US20040161000A1

US20040161000A1 - Uncooled optical communication module

Info

Publication number: US20040161000A1
Application number: US10/665,269
Authority: US
Inventors: Byung-Kwon Kang; Seung-Won Lee; June-Hyeon Ahn; Shi-yun Cho
Original assignee: Samsung Electronics Co Ltd
Current assignee: Samsung Electronics Co Ltd
Priority date: 2003-02-13
Filing date: 2003-09-18
Publication date: 2004-08-19
Also published as: JP2004247729A; KR20040073158A; KR100480265B1

Abstract

An optical communication module is disclosed. The optical communication module includes a thermistor, which may be plate shaped, having a positive temperature coefficient. The resistance of the thermistor increases according to an increase of the environmental temperature. The optical communication module also includes a semiconductor chip mounted on the upper surface of the thermistor, and a driving means for applying a predetermined voltage to the thermistor.

Description

CLAIM OF PRIORITY

This application claims priority to an application entitled “Uncooled optical communication module,” filed in the Korean Intellectual Property Office on Feb. 13, 2003 and assigned Serial No. 2003-9145, the contents of which are hereby incorporated by reference.[0001]

BACKGROUND OF THE INVENTION

1. Field of the Invention

The present invention relates to an optical communication system, more particularly to an optical communication module included in an optical communication system.

2. Description of the Related Art

The use of optical communication is becoming more widespread and is being applied to various fields. The demand for economical optical communication modules capable of high-speed operation is also increasing.

As background, for a semiconductor laser chip, the optical output and the signal modification characteristic are sensitive to changes of operation temperature. Such a temperature-sensitive optical element requires a means for keeping a predetermined operation temperature.

FIG. 1 shows the construction of a conventional optical communication module. The conventional optical communication module includes a

thermoelectric cooler

110, a voltage source 120, a substrate 130, a submount 140, a semiconductor laser chip 150, a submodule 160, a ferrule 170, a temperature sensor 190, and a controller 200.

The

thermoelectric cooler

110 operates by means of applied direct voltage, heats or cools the semiconductor laser chip 150 by controlling a predetermined temperature according to an input control signal. The voltage source 120 provides the thermoelectric cooler 110 with a predetermined direct voltage. The substrate 130 is attached on the thermoelectric cooler 110 and the submount 140 is attached on the substrate 130. The semiconductor laser chip 150, attached on the submount 140, emits light of predetermined wavelength, and has a characteristic in which an oscillation wavelength changes according to changes in the operation temperature. The submodule 160 has an internal space that enables the ferrule 170 to be inserted, and the submodule 160 is attached on the substrate 130. The ferrule 170 has a shape of cavity cylinder that enables an optic fiber 180 to be inserted. The ferrule 170 is inserted to the internal space of the submodule 160, and is joined in the submodule 160 in a state wherein an end cross section of the optic fiber 180 is aligned to one end of the semiconductor laser chip 150. The temperature sensor 190 senses the operation temperature of the semiconductor laser chip 150 and outputs a temperature data signal to the controller 200. The controller 200 outputs a control signal according to the input temperature data signal. In this way, the operation temperature of the semiconductor laser chip 150 is kept at a predetermined value.

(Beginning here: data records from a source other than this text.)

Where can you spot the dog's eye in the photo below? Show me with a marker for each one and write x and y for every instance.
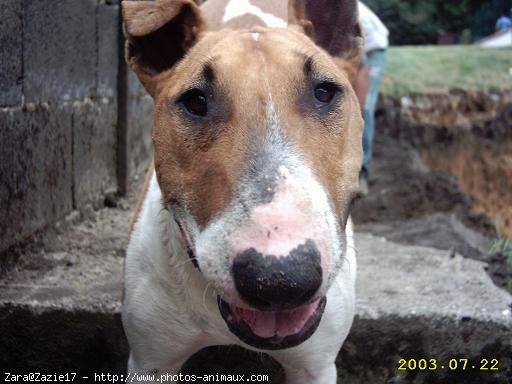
(324, 93)
(195, 103)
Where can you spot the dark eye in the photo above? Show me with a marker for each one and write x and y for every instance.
(324, 93)
(195, 103)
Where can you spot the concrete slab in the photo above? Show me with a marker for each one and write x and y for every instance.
(35, 170)
(413, 302)
(108, 50)
(139, 126)
(59, 50)
(10, 55)
(94, 150)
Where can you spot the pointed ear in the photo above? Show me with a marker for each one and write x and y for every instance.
(332, 24)
(158, 34)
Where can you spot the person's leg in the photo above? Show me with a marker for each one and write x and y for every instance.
(376, 64)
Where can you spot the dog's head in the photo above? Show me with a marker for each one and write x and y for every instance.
(257, 144)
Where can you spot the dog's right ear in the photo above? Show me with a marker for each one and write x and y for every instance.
(158, 34)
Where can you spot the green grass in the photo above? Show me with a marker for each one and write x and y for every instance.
(439, 69)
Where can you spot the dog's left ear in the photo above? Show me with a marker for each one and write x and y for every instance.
(333, 25)
(158, 34)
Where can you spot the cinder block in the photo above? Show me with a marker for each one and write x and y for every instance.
(94, 150)
(59, 48)
(10, 53)
(140, 115)
(35, 171)
(108, 49)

However, the conventional optical communication module as described above needs a thermoelectric cooler capable of performing heating and forced cooling, and temperature sensing and control elements such as a temperature sensor, in order to keep the operation temperature of the semiconductor chip at a predetermined value.

Accordingly, the conventional optical communication module is problematic in that the volume and manufacturing cost of the total optical communication module are increased.

To solve the problems described above, various studies have focused on improving the temperature characteristic of the semiconductor chip itself. These studies have attempted to find a semiconductor material that has a small characteristic change when operated at temperature range of −15 to 85° C. However, as the characteristics of the semiconductor material naturally change according to a temperature, it is difficult for the optical communication module to ensure a similar transmission characteristic at a wide temperature range by means of this approach.

SUMMARY OF THE INVENTION

Accordingly, one aspect of the present invention is to solve the above-mentioned problems occurring in the prior art.

Another aspect of the present invention is to provide an optical communication module, which not only can effectively deal with changes in the environmental temperature but also can reduce the volume and manufacturing cost of the total optical communication module.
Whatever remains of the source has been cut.